ANDALUCIA, SPAIN l Matteo Manassero is not up there with Rory McIlroy, at least as yet. But his record-equalling 64 in the first round of the Andalucian Open at Aloha once again had everyone speaking about the two players in the same breath. The Italian had a frugal 24 putts on greens as heavily dipping and heaving as those at Augusta where, regrettably, he might struggle to be from 9-14 April.
“It was one of those good days,” said a beaming Manassero, who will be 19 next month. “I made 90 per-cent of my birdie chances and I played with Miguel (Angel Jimenez), which was such fun.”
The charms of Aloha added to everybody’s feel-good factor that morning. The spectators, when they were not admiring the golf, were marvelling at mountain views punctuated by conifers as rigidly erect as church steeples. Manassero, for his part, was revelling in the fact that this was his sort of course, one where distance control and strategy were all-important.
Back in Italy, they have been asking Alberto Binaghi, Manassero’s long-time coach, “What has happened to your boy?” In the people’s eyes, the lad was in a slump because he had not won since last April’s Maybank Malaysian Open. Irritated though Binaghi has sometimes felt at that line in questioning, he has always explained, patiently, that Manassero has continued to do distinctly well for one so young. Even if he had not won for a third time, he had succeeded in finishing in 31st place on the 2011 Order of Merit.
Before coming to Aloha, Manassero was sixth in Abu Dhabi prior to reaching the second round of the WGC-Accenture Match Play. There, he lost to Martin Laird by 2 and 1 in a cracker of a second-round match in which the Scot made an unanswerable seven birdies.

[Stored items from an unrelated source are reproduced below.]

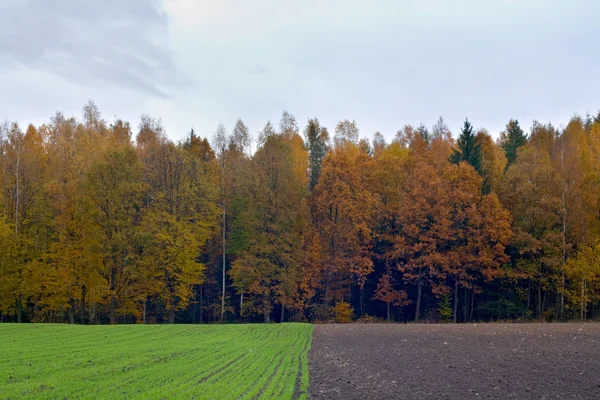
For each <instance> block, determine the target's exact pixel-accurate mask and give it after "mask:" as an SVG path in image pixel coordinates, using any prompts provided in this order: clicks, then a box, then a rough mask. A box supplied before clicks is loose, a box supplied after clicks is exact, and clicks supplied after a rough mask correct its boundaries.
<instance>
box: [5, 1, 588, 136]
mask: <svg viewBox="0 0 600 400" xmlns="http://www.w3.org/2000/svg"><path fill="white" fill-rule="evenodd" d="M598 15H600V2H599V1H597V0H572V1H564V0H529V1H520V0H485V1H482V0H453V1H447V0H394V1H383V0H370V1H364V0H303V1H296V0H289V1H276V0H253V1H251V2H250V1H242V0H162V1H159V0H126V1H124V0H104V1H94V0H1V1H0V121H3V120H8V121H18V122H19V123H20V124H21V125H23V126H26V125H27V124H29V123H33V124H34V125H39V124H42V123H45V122H48V121H49V120H50V118H51V117H52V116H53V115H54V114H55V113H56V112H57V111H61V112H63V113H64V114H65V115H67V116H76V117H80V116H81V115H82V109H83V106H84V104H85V103H86V102H87V101H88V100H89V99H91V100H93V101H94V102H95V103H96V105H97V106H98V107H99V109H100V111H101V113H102V116H103V118H104V119H106V120H107V121H108V122H111V121H113V120H115V119H116V118H121V119H124V120H127V121H130V122H131V124H132V125H133V126H137V124H138V122H139V120H140V116H141V115H142V114H147V115H150V116H152V117H155V118H161V119H162V123H163V125H164V127H165V129H166V132H167V134H168V136H169V137H170V138H171V139H173V140H175V141H177V140H181V139H183V138H184V137H185V136H186V135H187V134H188V132H189V131H190V128H192V127H193V128H194V130H195V132H196V133H197V134H198V135H200V136H207V137H211V136H212V135H213V133H214V131H215V130H216V128H217V126H218V124H219V123H223V124H225V126H226V128H228V129H231V128H232V127H233V125H234V123H235V121H236V120H237V119H238V118H241V119H242V120H243V121H244V122H245V123H246V125H248V127H249V128H250V131H251V132H252V133H253V134H254V135H255V136H256V134H257V132H258V131H259V130H261V129H262V128H263V127H264V125H265V124H266V122H267V121H271V122H273V123H274V124H275V125H276V126H277V125H278V122H279V118H280V116H281V113H282V111H283V110H287V111H289V112H290V113H292V114H294V115H295V116H296V118H297V120H298V122H299V124H300V126H301V127H303V126H305V125H306V122H307V121H308V119H309V118H313V117H317V118H319V120H320V122H321V123H322V124H324V125H325V126H327V127H328V128H329V129H330V131H333V129H334V127H335V125H336V123H337V122H338V121H340V120H343V119H346V118H347V119H349V120H355V121H356V123H357V125H358V127H359V129H360V132H361V137H371V136H372V134H373V133H374V132H375V131H380V132H381V133H383V135H384V136H385V137H386V138H387V139H391V138H393V136H394V134H395V132H396V131H397V130H398V129H401V128H402V127H403V126H404V125H405V124H413V125H419V124H421V123H423V124H425V125H426V126H428V127H431V126H432V125H433V124H434V123H435V122H436V120H437V119H438V117H440V116H442V117H443V118H444V119H445V120H446V123H447V124H448V125H449V127H450V129H451V131H452V132H453V133H454V135H455V136H456V134H457V133H458V132H459V130H460V127H461V125H462V123H463V121H464V119H465V118H469V120H470V121H471V122H472V124H473V125H474V126H475V128H477V129H479V128H486V129H487V130H488V131H490V132H491V133H492V135H494V136H497V135H498V133H499V132H500V131H502V130H503V128H504V126H505V125H506V123H507V122H508V120H509V119H511V118H516V119H518V120H519V121H520V122H521V125H522V126H523V127H524V128H527V129H528V128H529V127H530V126H531V124H532V122H533V120H538V121H540V122H544V123H545V122H552V123H554V124H555V125H557V126H561V125H566V123H567V121H568V119H569V118H570V117H571V116H572V115H574V114H575V113H577V114H579V115H582V116H584V115H585V114H586V113H587V112H589V113H591V114H596V113H597V112H598V110H599V109H600V51H599V50H600V43H599V41H598V39H599V38H600V24H598V22H597V21H598V20H597V18H598Z"/></svg>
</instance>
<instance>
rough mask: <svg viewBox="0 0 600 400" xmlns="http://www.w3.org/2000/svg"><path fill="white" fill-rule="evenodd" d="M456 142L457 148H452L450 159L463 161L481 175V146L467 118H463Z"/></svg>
mask: <svg viewBox="0 0 600 400" xmlns="http://www.w3.org/2000/svg"><path fill="white" fill-rule="evenodd" d="M457 142H458V150H457V149H454V152H453V153H452V155H451V156H450V161H451V162H452V163H454V164H458V163H460V162H462V161H465V162H466V163H467V164H469V165H471V166H472V167H473V168H474V169H475V171H477V173H479V174H480V175H481V173H482V169H481V148H480V146H479V144H478V143H477V141H476V140H475V129H473V125H471V123H470V122H469V120H468V119H466V120H465V124H464V126H463V128H462V130H461V132H460V136H459V137H458V141H457Z"/></svg>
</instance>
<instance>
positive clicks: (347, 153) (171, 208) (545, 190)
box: [0, 102, 600, 324]
mask: <svg viewBox="0 0 600 400" xmlns="http://www.w3.org/2000/svg"><path fill="white" fill-rule="evenodd" d="M135 131H136V132H135V134H134V128H132V126H131V125H130V124H129V123H128V122H125V121H122V120H118V119H117V120H116V121H114V122H113V123H108V122H106V121H105V120H103V119H102V117H101V114H100V112H99V110H98V108H97V107H96V106H95V105H94V104H93V103H92V102H89V103H88V104H86V105H85V107H84V110H83V117H82V118H81V120H77V119H76V118H67V117H65V116H64V115H63V114H61V113H57V114H56V115H55V116H54V117H53V118H52V119H51V120H50V122H49V123H46V124H43V125H41V126H38V127H35V126H33V125H29V126H28V127H27V129H26V130H25V131H23V130H22V128H21V127H20V126H19V125H18V124H17V123H8V122H6V123H4V124H3V125H1V126H0V208H1V210H2V211H1V212H2V213H1V214H0V320H1V321H2V322H25V321H35V322H70V323H82V324H96V323H164V322H169V323H174V322H182V323H206V322H219V321H246V322H253V321H264V322H270V321H272V320H275V321H333V320H335V321H340V322H344V321H349V320H352V319H354V318H359V319H361V320H372V319H375V318H376V319H387V320H394V321H409V320H417V321H418V320H429V321H454V322H463V321H472V320H483V321H487V320H497V319H538V320H568V319H582V320H583V319H595V318H598V314H599V313H598V310H597V307H598V304H599V302H600V242H599V239H600V114H599V115H598V116H596V117H590V116H586V117H585V118H581V117H578V116H574V117H573V118H571V120H570V121H569V123H568V124H567V126H566V127H564V128H560V129H559V128H557V127H554V126H553V125H551V124H540V123H538V122H534V124H533V127H532V128H531V132H529V134H526V133H525V132H524V131H523V129H522V128H521V127H520V125H519V122H518V121H516V120H510V121H509V122H508V124H507V125H506V128H505V130H504V131H503V132H502V133H501V134H500V136H499V137H498V138H497V140H494V139H493V138H492V136H491V135H490V134H489V133H488V132H487V131H486V130H485V129H483V128H480V129H478V130H477V129H476V128H475V127H473V126H472V125H471V123H470V122H469V121H468V120H466V121H465V123H464V126H463V128H462V129H461V132H460V133H459V134H458V135H457V139H456V140H455V139H454V138H453V137H452V134H451V133H450V130H449V128H448V126H447V125H446V124H445V123H444V121H443V119H442V118H440V119H439V120H438V122H437V123H436V124H435V125H434V126H433V127H432V128H427V127H425V126H423V125H421V126H419V127H413V126H410V125H407V126H404V127H403V128H402V129H401V130H399V131H398V132H397V134H396V136H395V137H394V139H393V140H392V141H391V142H390V143H387V142H386V140H385V138H384V137H383V135H381V134H380V133H375V134H374V136H373V138H372V140H368V139H365V138H361V135H360V132H359V129H358V127H357V125H356V123H355V122H354V121H349V120H344V121H342V122H340V123H339V124H338V125H337V126H336V127H335V130H334V131H333V132H332V133H331V134H330V132H329V131H328V130H327V128H326V127H324V126H322V125H321V124H320V123H319V121H318V119H316V118H314V119H310V120H309V121H308V122H307V124H306V126H305V127H302V128H301V127H300V126H299V124H298V122H297V120H296V119H295V118H294V116H293V115H291V114H289V113H287V112H283V114H282V117H281V121H280V122H279V126H277V127H276V126H273V125H272V124H271V123H270V122H269V123H267V124H266V125H265V127H264V128H263V129H262V130H261V131H260V132H259V133H258V135H256V138H255V139H254V141H253V138H252V135H251V134H250V132H249V130H248V128H247V126H246V125H245V124H244V123H243V122H242V121H241V120H238V121H237V122H236V123H235V125H234V127H233V129H232V130H231V131H230V132H228V131H227V130H226V128H225V127H224V126H223V125H219V127H218V128H217V131H216V133H215V135H214V138H213V140H212V143H210V142H209V141H208V140H207V139H206V138H201V137H199V136H197V135H196V134H195V132H194V130H193V129H192V130H191V132H190V133H189V134H188V135H187V137H186V139H185V140H183V141H181V142H178V143H174V142H173V141H171V140H169V139H168V138H167V136H166V134H165V131H164V128H163V127H162V125H161V122H160V120H156V119H153V118H151V117H148V116H142V118H141V121H140V123H139V126H138V127H137V129H135Z"/></svg>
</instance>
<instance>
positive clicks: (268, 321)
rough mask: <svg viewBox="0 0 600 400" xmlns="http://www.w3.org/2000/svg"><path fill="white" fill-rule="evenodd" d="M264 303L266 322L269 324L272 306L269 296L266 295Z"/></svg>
mask: <svg viewBox="0 0 600 400" xmlns="http://www.w3.org/2000/svg"><path fill="white" fill-rule="evenodd" d="M263 301H264V303H263V306H264V307H265V309H264V318H265V323H266V324H268V323H269V322H271V311H270V307H269V296H268V295H267V296H265V298H264V300H263Z"/></svg>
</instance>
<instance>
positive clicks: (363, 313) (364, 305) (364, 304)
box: [360, 286, 365, 317]
mask: <svg viewBox="0 0 600 400" xmlns="http://www.w3.org/2000/svg"><path fill="white" fill-rule="evenodd" d="M360 316H361V317H364V316H365V288H364V287H362V286H361V288H360Z"/></svg>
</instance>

Manassero was probably as disappointed with his 2011 results as any of those concerned Italians, at least until Binaghi argued it out with him at the turn of the year.
“I told him that his attitude was bad,” said Binaghi. “After he won in Malaysia, he was expecting to win a tournament a month but that was never going to happen. He started pushing too hard and that eventually affected his putting. He was too easily frustrated and he stopped smiling.
“I reminded him that when he won his tournaments, he wasn’t expecting so much of himself and that his attitude was all the better for it.”
Binaghi, when he was on Tour, played alongside such greats of the game as Gary Player, Nick Faldo, Bernhard Langer, Seve Ballesteros and Jose Maria Olazabal. As he watched Manassero over the second nine of his 64, Binaghi spoke of how Manassero reminded him of no one as much as Langer.
“When Langer couldn’t do a shot he didn’t do it,” said the coach. “He chopped out sideways and went from there. Matteo is like that. Very good on strategy. He is not like Rory, who can kill a course with his length. There are no ‘gimme’ fours at the par fives for him. He has to work for his birdies.”
Mind you, none of his nine birdies looked difficult last Thursday, with one great putt after another subsiding bang in the middle of the cup.
During the Volvo Golf Champions in January, Binaghi, Dave McNeilly, Manassero’s caddie, and Manassero himself had a brainstorming session in a bid to identify what was awry with what everyone considers to be a great putting stroke.
They considered all three of “quality of strike,” “hole awareness” and “pace” and, before too long, Binaghi identified that the player was taking his putter back ever so slightly inside the line and pushing his putts a tad. While he finished that tournament no higher than 23rd, his 68 on the Sunday was the second-best score of the day.
Binaghi is happy that the teenager in Manassero has not gone away. He still hangs around with his old school friends when he is not playing tournaments, though he follows Binaghi’s advice not to involve himself in their football games. “Matteo,” laughs Binaghi, “would be incapable of holding back.
“Luckily,” he continued, “he likes golf so much that he does not feel the urge to be doing anything else.”
Manassero has a BMW waiting for the moment when he passes his driving test, though that would not seem to be the priority that many might suppose. Either for him or, presumably, for his mother, who is currently enjoying driving the automobile herself.
When it was put to Manassero on Thursday night that it must be “important” to him to be at The Masters, he shrugged off that word straightaway.
“It’s not ‘important’ to play at Augusta but it would be nice. I’ve been once and it would be good to go back but there are other events. Morocco, Sicily and Malaysia, for a start.”
In other words, he has taken heed of Binaghi’s advice not to be in so much of a hurry – an approach which could serve him equally well when, finally, he gets behind the wheel of that BMW.